If there's no better entry listed in a T:, the linux-next tree is a good default.
Failing that, a recent pull of Linus's tree is usually OK (though can cause issues
with conflicts if other people are working on the area and their patches are in
linux-next already). Since the linux-next tree is rebuild every day, it's usually
only 24 hours or so behind the 200+ maintainer trees that feed it.

The quick cheat sheet for linux-next:

$ git clone git://git.kernel.org/pub/scm/linux/kernel/git/torvalds/linux.git

$ git remote add linux-next git://git.kernel.org/pub/scm/linux/kernel/git/next/linux-next.git
$ git fetch linux-next
$ git fetch --tags linux-next
... # later on
$ git remote update

$ git checkout next-20210820 (or whatever the one you want is)

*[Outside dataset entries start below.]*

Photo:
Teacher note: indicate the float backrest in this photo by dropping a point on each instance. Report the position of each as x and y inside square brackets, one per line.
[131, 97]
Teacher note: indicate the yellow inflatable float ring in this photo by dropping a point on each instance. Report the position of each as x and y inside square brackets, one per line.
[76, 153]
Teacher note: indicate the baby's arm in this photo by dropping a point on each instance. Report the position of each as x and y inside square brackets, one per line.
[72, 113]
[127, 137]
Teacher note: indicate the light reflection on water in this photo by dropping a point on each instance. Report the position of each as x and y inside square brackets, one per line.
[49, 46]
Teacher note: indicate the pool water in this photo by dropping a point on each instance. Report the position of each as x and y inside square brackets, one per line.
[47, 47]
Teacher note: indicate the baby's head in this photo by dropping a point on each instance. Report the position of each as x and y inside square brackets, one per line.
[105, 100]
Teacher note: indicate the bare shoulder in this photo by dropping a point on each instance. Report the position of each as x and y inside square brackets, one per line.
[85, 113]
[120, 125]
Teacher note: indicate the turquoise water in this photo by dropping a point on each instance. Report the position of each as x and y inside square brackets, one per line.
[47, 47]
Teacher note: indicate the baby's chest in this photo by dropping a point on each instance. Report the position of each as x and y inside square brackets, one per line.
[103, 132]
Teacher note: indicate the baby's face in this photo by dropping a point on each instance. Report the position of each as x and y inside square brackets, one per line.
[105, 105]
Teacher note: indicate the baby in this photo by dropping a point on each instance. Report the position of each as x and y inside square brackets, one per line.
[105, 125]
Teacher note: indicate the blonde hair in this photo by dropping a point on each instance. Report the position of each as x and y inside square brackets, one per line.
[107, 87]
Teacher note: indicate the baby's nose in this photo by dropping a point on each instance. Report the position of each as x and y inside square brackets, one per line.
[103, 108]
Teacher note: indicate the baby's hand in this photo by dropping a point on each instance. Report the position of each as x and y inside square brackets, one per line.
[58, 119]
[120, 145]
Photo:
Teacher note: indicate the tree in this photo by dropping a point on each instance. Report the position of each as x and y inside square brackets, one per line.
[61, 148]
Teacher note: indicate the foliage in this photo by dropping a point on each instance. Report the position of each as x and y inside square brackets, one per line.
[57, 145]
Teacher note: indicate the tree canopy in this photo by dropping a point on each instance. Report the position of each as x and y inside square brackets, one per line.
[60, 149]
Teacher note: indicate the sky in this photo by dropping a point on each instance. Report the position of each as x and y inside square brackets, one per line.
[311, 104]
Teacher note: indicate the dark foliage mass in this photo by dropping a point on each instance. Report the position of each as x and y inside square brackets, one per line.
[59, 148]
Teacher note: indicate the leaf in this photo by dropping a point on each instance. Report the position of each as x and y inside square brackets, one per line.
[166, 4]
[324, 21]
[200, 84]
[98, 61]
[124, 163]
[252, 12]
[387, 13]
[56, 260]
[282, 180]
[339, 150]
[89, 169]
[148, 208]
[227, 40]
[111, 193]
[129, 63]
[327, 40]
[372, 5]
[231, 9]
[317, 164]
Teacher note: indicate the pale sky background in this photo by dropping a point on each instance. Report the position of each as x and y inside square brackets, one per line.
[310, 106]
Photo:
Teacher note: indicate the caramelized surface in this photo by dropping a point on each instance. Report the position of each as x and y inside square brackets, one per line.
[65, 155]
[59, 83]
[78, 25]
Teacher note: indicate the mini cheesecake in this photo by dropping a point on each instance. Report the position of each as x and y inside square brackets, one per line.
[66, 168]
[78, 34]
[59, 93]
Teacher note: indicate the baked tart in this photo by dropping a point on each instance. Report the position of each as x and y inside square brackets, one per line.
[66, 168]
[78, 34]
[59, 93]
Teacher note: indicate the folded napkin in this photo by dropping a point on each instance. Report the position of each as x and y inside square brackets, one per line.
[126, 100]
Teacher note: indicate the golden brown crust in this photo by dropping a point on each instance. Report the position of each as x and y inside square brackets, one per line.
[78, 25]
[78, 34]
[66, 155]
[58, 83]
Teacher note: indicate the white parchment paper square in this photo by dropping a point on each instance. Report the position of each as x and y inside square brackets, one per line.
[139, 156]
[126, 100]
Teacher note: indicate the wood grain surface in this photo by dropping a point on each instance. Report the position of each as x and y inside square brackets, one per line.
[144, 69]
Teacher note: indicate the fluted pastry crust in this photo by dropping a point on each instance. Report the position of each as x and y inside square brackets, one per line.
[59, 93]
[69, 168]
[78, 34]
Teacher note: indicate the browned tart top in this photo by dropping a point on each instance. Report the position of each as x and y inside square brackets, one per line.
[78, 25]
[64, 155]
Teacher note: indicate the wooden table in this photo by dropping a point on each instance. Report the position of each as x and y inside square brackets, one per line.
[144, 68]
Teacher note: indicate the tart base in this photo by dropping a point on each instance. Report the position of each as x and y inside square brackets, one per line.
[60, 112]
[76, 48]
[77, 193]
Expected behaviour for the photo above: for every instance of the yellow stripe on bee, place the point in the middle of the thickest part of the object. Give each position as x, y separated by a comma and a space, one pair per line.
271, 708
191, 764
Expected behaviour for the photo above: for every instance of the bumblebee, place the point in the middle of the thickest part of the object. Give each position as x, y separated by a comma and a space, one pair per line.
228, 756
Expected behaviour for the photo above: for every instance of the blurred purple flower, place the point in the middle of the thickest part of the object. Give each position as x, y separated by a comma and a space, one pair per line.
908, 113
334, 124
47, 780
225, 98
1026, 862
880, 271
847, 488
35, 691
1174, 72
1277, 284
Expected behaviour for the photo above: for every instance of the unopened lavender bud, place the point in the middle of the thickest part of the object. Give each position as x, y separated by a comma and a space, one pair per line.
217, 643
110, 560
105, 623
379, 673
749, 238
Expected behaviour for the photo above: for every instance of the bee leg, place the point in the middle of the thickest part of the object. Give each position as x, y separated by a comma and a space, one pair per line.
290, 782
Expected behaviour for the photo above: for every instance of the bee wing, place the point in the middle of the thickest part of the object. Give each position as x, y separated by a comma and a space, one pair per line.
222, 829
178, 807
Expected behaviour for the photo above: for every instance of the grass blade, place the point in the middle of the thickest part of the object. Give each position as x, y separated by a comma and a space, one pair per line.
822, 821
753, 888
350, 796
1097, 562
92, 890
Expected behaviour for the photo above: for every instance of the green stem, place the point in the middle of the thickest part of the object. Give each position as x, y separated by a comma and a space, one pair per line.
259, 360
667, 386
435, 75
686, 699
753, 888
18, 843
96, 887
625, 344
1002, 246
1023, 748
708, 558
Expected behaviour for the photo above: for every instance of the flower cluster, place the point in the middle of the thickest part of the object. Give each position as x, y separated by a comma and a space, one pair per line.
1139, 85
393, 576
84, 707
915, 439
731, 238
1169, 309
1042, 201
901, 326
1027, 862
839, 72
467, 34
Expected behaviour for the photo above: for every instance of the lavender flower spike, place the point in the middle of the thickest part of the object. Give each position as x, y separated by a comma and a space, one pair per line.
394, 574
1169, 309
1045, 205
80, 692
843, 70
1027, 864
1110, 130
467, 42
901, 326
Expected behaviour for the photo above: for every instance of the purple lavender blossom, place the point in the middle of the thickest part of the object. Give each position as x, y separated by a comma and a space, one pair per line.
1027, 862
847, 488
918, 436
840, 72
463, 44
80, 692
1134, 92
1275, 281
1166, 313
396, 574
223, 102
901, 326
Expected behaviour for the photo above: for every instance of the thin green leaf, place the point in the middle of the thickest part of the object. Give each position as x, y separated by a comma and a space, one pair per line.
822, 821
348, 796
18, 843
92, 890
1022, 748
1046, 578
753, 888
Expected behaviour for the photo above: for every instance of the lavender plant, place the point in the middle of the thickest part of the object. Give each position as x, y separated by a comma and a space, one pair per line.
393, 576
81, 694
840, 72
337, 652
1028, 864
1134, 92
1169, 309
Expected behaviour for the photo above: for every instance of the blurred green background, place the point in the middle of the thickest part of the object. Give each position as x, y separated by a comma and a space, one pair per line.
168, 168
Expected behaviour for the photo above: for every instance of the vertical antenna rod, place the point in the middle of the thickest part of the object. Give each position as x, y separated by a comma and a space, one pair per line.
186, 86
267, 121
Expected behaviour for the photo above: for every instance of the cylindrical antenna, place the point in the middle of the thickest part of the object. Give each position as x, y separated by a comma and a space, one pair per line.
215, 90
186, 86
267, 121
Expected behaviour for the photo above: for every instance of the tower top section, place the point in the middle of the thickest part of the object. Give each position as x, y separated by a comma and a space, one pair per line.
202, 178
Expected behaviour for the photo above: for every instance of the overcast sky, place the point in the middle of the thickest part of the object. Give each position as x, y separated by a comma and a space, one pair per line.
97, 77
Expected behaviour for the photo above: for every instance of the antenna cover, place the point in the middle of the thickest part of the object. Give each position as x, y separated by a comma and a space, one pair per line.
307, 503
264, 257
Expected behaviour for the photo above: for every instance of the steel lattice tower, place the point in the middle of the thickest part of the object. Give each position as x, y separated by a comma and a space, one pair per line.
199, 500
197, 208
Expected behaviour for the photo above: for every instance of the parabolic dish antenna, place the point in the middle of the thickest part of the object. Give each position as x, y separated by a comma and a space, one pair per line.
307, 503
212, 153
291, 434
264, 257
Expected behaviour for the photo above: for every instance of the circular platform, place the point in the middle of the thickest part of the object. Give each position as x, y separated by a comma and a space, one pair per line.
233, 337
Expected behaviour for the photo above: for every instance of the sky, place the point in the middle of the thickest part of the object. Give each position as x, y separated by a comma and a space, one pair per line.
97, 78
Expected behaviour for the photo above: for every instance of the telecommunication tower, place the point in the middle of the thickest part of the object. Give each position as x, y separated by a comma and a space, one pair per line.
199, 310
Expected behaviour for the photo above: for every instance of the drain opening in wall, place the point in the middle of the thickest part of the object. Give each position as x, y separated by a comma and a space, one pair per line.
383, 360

Don't use 'git pull' against a linux-next tree, as it won't do what you want,
use 'remote update'. (The gory details - it rebases every day due to the way
it is built)

Also, you can bisect between a 'next-20210605' tag and  a Linus 'v5.13-rc3'
type tag, but bisecting between two 'next-mmm'  tags will fail, for the same
reasons that git pull will blow chunks.

> > in addition, how do i know what branch to use?  the T: entries have a
> > repo, but not a branch name.

You want it pointing at master/HEAD unless you have a *damned* good reason
to use something else (usually "maintainer specifically told you to use a different
branch")

> the output of
>
> git log --oneline -1 <path>
>
> should have the subsystem listed at the beginning.

Actually, it's not *necessarily* 'subsystem' - it's "what the tree maintainer
wants as the start of the Subject: line", which can sometimes be different.